GOMPERS.

It seems pretty certain that Samuel Gompers, president of the American Federation of Labor, was to some extent misquoted on the Negro problem. The official version given by Mr. Charles Stetzle is as follows:

“The race problem came up in the convention, but not altogether by the choice of the delegates. President Gompers had given an address on the depressed races, remarking that it could not be expected that the Negro, for instance, could have as high an ideal for himself as the Caucasian. A morning newspaper came out next morning and in big headlines said that Gompers had ‘read the Negro out of the trades union,’ when, as a matter of fact, Gompers meant exactly the opposite. He took occasion to correct the erroneous impression which had been made upon the public. At any rate, he spoke of it at least three different times in public addresses.”

The incident has caused much comment, most of it based on the supposition that union labor is officially drawing the color line. The Chicago Post says:

“The American Federation of Labor has always declared that ‘the working people must unite and organize, irrespective of creed, color, sex, nationality or politics.’ For many years the Federation denied membership to all unions which drew the color line—a stand which kept out, for example, the International Association of Machinists until it eliminated the word ‘white’ from its constitution. Even when the A. F. of L. relented sufficiently to admit several of the railroad brotherhoods which were closed to Negroes, Mr. Gompers was always very robust in his assertion that organized labor welcomed the Negro worker. When the Industrial Commission of 1900 quizzed Mr. Gompers on the race issue, it drew from him some very touching stories of Negro loyalty to the trade union movement. He talked pretty much like an abolitionist up to a few years ago.”

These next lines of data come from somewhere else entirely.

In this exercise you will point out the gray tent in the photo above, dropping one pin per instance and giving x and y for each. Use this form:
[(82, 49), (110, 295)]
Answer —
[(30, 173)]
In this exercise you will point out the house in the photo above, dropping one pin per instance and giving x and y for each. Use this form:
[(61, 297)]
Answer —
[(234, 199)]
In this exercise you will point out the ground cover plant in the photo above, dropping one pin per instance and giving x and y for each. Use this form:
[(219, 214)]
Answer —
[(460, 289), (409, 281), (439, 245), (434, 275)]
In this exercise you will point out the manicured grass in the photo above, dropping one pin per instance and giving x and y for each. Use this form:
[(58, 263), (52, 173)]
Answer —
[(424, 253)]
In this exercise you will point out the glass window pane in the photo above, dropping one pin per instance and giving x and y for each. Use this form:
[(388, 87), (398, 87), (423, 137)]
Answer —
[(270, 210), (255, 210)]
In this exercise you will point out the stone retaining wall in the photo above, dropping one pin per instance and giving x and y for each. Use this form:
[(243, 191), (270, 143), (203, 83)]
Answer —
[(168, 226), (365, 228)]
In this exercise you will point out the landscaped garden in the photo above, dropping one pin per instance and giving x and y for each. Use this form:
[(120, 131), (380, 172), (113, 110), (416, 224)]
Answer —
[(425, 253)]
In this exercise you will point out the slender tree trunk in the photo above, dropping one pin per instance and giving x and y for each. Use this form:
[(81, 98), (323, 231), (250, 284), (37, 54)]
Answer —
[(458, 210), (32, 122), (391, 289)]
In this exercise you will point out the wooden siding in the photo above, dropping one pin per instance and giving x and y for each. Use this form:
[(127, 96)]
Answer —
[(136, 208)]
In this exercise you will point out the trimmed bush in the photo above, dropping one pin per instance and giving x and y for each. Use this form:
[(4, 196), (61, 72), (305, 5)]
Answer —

The Chicago Daily News says:

“Mr. Gompers was represented in the original report of his address to have dealt with Negroes and Asiatics as if the problems presented by the two were similar. Everybody should know that they are not.

“The Negroes are native-born American citizens. They know no other land. It is their sincere desire, according to the measure of their abilities, to share in the life of the American people. They are making progress in education and industry. Under these conditions, to deny to Negroes the right to join labor unions when they meet the standards required of white applicants for membership would be clearly un-American.”

The comments of two other papers are characteristic. The Charleston (S. C.) News and Courier is complacent:

“There is no use to palaver about and invent reasons. Everybody who knows anything at all knows that racial antipathy is a real thing, even though intangible. Why beat about the bush and deny it? Aside from the ignorance of the Negro, his many weaknesses, his fatal physiological structure, his extraction prevents his recognition as a social equal, be he in South Africa, America or anywhere else. On that ground his elimination from white unions is a necessity. Concomitant reasons need not be given. They follow in natural sequence.”

The New York Evening Post says, however:

“But even should a reactionary policy of rigid exclusion prevail, it cannot keep the Negro down industrially; it will doubtless handicap him in many sections, but the only people who can keep the Negroes in an inferior economic and social position are the Negroes themselves. A race that has risen so rapidly against such wonderful odds is to be held back by no organization of workingmen, however powerful.”